Willow hovers anxiously around the cafe door, peering out, left then right, checking the time and panicking that she has somehow missed him. Her mouth is dry and her knees feel watery as she stares out at the fading light. Maybe he went by already, waved at the cafe and just assumed she saw? Maybe she was looking at her watch and missed him?

‘Can I get you anything, dear?’ the owner, Milly, asks from behind the counter.

Willow looks over her shoulder to see Milly frowning at her, her arms crossed over her apron. Willow is about to say no, when the door opens beside her and Alexa and Bryony barge in. They stop when they see her, their eyes doing that thing they always do so often now it’s becoming boring, scanning her up and then down, before looking at each other and giggling.

‘I’ll have a white coffee please,’ Willow calls to Milly.

She steps towards one of the window seats but Alexa beats her to it, stepping right in front of her to claim the chair, while Bryony slips unapologetically into the one on the other side of the circular table. Willow resists the urge to scream and backs up, her eyes on the street outside.

‘Hi Willow, where’s your boyfriend?’ Alexa asks in a sing-song voice. She’s twisted the front of her hair into little rows, each secured with a sparkly grip. Willow wants to pull one out and jab her in the eye with it.

‘What?’

‘Your loser boyfriend, Jesse Archer,’ Alexa repeats, twirling a length of hair around one finger while Bryony giggles beside her.

Milly storms over with Willow’s coffee and places it on a nearby table. ‘Sit down, will you? You’re making the place look untidy.’ She fixes her perpetual glare on the other girls. ‘And what do you two want? I’m closing in ten minutes!’

‘Strawberry milkshakes,’ Bryony responds. ‘Please.’

Milly skulks away and Willow is forced to take a seat at the table where her coffee was placed. Milly was not gentle placing it and half of it has been chucked across the tabletop.

‘You got to admit he’s the hottest one though,’ Bryony is saying to Alexa, who responds with a grimace. ‘Oh, come on, he is! He’s hotter than Steven and Dominic, anyway. He’s like a young River Phoenix!’
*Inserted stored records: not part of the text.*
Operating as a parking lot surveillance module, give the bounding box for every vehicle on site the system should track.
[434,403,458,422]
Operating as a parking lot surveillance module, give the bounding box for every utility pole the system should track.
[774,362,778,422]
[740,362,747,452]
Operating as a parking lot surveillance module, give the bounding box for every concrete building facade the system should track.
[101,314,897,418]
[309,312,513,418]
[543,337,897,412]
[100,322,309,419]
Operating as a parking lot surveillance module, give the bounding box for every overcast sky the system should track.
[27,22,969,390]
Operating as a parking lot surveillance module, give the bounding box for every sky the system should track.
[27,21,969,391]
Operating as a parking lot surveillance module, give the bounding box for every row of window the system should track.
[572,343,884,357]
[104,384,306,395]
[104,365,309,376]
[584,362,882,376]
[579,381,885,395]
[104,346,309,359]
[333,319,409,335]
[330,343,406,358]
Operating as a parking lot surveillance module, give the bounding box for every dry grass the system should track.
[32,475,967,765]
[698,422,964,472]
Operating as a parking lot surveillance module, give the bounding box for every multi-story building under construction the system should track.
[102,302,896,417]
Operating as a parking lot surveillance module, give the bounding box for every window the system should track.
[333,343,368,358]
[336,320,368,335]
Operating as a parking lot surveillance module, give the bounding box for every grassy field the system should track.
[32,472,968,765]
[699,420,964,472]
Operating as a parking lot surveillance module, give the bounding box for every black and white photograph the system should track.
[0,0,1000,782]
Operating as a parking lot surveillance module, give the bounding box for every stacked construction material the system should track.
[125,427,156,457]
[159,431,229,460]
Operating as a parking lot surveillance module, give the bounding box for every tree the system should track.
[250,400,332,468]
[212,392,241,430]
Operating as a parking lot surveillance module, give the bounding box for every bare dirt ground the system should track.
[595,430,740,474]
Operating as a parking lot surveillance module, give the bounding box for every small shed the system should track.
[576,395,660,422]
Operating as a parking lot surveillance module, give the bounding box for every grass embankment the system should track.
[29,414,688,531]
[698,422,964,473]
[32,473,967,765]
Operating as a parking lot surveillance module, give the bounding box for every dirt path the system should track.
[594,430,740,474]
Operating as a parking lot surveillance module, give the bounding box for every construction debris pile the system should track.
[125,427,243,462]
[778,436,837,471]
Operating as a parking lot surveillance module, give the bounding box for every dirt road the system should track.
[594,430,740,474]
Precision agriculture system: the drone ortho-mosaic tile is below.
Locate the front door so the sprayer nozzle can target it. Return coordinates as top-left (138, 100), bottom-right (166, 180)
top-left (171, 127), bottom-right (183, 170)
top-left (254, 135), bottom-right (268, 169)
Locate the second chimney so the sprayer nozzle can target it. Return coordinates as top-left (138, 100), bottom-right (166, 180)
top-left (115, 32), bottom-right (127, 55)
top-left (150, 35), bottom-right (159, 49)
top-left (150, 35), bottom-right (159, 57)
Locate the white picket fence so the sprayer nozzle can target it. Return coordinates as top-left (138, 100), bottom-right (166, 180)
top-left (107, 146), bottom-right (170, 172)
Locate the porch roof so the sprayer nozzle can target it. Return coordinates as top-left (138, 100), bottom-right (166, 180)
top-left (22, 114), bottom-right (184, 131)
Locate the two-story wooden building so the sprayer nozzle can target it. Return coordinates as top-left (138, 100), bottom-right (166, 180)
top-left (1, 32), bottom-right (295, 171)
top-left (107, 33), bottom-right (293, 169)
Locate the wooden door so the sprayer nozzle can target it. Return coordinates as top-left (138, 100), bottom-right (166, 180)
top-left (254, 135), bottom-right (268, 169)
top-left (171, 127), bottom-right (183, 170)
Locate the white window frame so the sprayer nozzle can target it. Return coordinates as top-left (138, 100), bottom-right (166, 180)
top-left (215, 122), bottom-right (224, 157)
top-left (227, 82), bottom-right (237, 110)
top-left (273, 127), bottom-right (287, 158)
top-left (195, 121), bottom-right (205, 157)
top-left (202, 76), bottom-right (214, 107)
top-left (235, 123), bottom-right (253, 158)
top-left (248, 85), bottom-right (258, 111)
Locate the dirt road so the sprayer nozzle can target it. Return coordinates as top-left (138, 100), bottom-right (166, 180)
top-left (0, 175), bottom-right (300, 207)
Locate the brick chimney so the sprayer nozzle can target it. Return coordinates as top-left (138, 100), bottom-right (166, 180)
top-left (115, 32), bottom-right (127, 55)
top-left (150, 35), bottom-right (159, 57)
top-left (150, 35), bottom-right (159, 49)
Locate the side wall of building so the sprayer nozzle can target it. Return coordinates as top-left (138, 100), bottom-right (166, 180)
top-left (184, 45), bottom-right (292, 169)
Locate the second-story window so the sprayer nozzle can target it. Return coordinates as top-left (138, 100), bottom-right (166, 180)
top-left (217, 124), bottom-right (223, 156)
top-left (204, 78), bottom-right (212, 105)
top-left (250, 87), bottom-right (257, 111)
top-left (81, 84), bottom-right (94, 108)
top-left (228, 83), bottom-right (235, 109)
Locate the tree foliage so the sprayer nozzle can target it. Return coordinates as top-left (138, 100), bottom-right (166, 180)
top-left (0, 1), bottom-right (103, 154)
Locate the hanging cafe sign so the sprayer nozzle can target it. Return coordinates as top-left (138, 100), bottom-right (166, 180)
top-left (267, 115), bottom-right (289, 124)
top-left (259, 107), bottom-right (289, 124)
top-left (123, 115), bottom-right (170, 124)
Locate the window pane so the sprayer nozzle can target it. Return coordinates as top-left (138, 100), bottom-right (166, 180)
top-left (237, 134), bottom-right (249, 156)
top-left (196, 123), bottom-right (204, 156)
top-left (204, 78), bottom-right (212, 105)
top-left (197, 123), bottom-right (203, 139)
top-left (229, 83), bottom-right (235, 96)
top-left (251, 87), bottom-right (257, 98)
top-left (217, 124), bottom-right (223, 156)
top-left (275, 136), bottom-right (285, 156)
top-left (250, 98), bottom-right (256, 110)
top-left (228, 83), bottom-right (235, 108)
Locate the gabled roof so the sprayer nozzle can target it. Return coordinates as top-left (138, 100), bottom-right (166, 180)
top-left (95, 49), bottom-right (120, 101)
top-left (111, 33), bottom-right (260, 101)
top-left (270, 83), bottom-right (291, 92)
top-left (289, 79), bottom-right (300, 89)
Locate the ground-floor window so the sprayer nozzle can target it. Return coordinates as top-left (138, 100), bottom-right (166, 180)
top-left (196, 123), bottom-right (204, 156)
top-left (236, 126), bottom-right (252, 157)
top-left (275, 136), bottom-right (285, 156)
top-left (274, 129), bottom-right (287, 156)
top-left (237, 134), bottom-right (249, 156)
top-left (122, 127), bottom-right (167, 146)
‘He’s not my boyfriend,’ Willow retorts, her eyes on the window. She picks up the coffee and gulps it, burning her throat. She needs to be ready when Ralph walks by, but with Bryony and Alexa watching, she knows she can’t make it look too obvious. She doesn’t even want them to see Ralph. She swivels in the chair, allowing her cloak to drape to the floor and smiling as both girls eye her warily. ‘And why the hell are you two hanging around with Steven and Dominic anyway? They’re so braindead they make you two look half alive.’

The girls’ mouths fall open and Willow smirks at their reaction to the insult. Her eyes flick to the window. Come on, Ralph!

‘They’ve got a lot going on for them actually, Witchy Willow,’ Alexa spits, leaning over her table to further impress the point. ‘Steven works for his dad, so he always has money! They’re taking us to the cinema later!’

‘Picking us up from here,’ adds Bryony. They both look like they’ve modelled themselves on the girls from All Saints, with khaki coloured combat trousers and tiny cropped tops.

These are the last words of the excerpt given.